A market downturn could be on the way, and investors need look no further than semiconductors for a hint as to why.
That’s what Dan Russo, a technical analyst at Needham, sees in the charts. According to Russo, there is a “clear, positive” correlation between the semiconductor space and the S&P 500. In fact, the correlation is close to 80 percent, says Russo, pointing out that the semis and S&P 500 have moved virtually in lockstep over the last two years as semis and the market have rallied.
But that close correlation is also hinting at a downturn, as of late. Looking at a chart of the semiconductor index, SOX, Russo explains that while semis are up almost 8 percent year to date, the group is actually weakening.
“You can see (that last week, the SOX broke below its) 50-day moving average,” he said Tuesday on CNBC’s “Trading Nation.” “But what might not be clear is (that in the SOX,) only 43 percent of the constituents are trading above their respective 50-day moving averages, and that’s down from about 80 percent in March.”

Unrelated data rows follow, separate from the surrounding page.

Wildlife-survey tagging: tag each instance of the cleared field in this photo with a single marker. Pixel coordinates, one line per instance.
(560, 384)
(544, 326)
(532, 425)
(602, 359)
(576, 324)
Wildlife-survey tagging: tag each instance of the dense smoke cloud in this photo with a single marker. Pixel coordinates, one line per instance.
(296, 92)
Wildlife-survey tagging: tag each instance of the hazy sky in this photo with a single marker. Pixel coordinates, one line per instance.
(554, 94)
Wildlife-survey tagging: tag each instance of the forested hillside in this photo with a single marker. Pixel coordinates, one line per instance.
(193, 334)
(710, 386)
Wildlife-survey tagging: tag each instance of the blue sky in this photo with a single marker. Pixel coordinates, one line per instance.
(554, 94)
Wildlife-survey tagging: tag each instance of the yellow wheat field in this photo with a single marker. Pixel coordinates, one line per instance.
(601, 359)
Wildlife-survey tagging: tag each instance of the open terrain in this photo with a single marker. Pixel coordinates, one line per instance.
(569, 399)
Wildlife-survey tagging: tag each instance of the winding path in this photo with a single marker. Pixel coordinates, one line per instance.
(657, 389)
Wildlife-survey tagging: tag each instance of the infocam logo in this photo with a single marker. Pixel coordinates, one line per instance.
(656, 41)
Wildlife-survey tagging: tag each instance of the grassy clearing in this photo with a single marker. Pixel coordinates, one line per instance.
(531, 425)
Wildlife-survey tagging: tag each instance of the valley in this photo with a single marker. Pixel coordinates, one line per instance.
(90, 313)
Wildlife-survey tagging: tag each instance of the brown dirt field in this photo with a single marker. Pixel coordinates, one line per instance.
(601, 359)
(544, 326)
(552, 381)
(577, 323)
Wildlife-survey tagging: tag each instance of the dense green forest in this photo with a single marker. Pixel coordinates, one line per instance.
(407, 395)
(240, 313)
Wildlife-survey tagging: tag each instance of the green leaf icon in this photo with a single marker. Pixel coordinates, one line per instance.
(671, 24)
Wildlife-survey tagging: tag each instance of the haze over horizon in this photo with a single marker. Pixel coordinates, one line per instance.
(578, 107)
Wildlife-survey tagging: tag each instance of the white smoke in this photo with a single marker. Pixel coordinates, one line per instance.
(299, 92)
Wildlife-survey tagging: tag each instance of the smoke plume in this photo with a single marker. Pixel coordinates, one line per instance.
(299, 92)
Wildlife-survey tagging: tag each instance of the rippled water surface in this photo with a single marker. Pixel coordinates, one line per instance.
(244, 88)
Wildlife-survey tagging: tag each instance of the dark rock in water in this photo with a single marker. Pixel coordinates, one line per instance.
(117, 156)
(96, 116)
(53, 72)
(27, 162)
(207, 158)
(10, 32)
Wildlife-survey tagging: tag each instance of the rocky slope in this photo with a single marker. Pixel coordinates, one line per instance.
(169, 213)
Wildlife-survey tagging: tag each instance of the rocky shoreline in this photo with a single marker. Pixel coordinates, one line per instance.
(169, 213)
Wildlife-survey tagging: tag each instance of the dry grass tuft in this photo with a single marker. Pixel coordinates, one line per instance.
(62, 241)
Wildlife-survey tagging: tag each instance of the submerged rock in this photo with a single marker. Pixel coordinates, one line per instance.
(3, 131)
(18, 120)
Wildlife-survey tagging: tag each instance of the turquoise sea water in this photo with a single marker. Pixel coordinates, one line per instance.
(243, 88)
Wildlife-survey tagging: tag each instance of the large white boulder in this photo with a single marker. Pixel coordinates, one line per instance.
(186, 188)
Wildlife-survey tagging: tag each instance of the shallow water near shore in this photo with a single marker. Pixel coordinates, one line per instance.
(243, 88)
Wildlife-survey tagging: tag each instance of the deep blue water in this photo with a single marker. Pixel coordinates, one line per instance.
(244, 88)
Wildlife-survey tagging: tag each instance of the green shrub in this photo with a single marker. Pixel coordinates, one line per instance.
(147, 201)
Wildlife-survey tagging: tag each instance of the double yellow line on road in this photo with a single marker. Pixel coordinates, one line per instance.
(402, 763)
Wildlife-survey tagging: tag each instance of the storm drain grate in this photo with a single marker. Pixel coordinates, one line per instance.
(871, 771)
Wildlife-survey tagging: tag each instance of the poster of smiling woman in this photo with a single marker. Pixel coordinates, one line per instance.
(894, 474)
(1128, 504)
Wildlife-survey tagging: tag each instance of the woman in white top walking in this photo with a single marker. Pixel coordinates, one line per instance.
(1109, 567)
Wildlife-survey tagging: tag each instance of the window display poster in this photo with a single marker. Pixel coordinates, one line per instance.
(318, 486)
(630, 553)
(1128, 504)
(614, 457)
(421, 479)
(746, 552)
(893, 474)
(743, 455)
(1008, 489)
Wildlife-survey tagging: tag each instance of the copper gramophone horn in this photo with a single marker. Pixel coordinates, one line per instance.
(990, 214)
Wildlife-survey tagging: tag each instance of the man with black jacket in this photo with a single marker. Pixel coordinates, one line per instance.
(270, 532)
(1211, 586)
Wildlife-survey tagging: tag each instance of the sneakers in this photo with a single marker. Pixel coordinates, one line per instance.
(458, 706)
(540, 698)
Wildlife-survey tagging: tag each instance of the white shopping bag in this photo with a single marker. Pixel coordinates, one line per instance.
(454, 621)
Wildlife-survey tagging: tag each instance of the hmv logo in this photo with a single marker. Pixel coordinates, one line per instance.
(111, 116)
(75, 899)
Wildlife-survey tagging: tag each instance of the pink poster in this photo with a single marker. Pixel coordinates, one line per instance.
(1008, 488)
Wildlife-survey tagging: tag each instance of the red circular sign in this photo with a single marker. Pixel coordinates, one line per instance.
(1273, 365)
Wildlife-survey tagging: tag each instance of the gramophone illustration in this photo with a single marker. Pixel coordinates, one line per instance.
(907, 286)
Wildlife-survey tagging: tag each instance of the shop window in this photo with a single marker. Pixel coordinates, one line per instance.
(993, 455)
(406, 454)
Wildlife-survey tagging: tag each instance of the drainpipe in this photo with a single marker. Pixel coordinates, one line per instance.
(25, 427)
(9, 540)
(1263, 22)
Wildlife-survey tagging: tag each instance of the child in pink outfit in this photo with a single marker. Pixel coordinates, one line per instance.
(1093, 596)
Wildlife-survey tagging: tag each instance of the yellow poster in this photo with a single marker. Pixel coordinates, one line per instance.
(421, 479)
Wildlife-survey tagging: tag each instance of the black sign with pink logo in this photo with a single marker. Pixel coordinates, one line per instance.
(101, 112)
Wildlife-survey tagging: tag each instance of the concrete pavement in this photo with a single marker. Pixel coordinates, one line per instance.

The trend wouldn’t be so troubling, except that it has also repeated itself in the S&P 500. The index also fell below its 50-day moving average last week, and a “breadth deterioration” has taken place in the S&P as well.
“We’re currently only seeing 48 percent of the constituents are trading above their respective 50-day moving averages, that’s down from 78 percent in February,” said Russo.
And given that the semis and the S&P 500 have a high correlation with one another, trouble could come for the market should the semis fall. Russo actually believes that a “shallow pullback” looks like it could occur in the SOX.
“I think there is a fairly likely scenario that we trade down to that $905 level sometime in the next one to two months,” he said.
That would be a 7 percent drop in the SOX index. If that were to occur, Russo sees the S&P 500 pulling back to 2,260, just under a 4 percent drop from the index’s Tuesday close.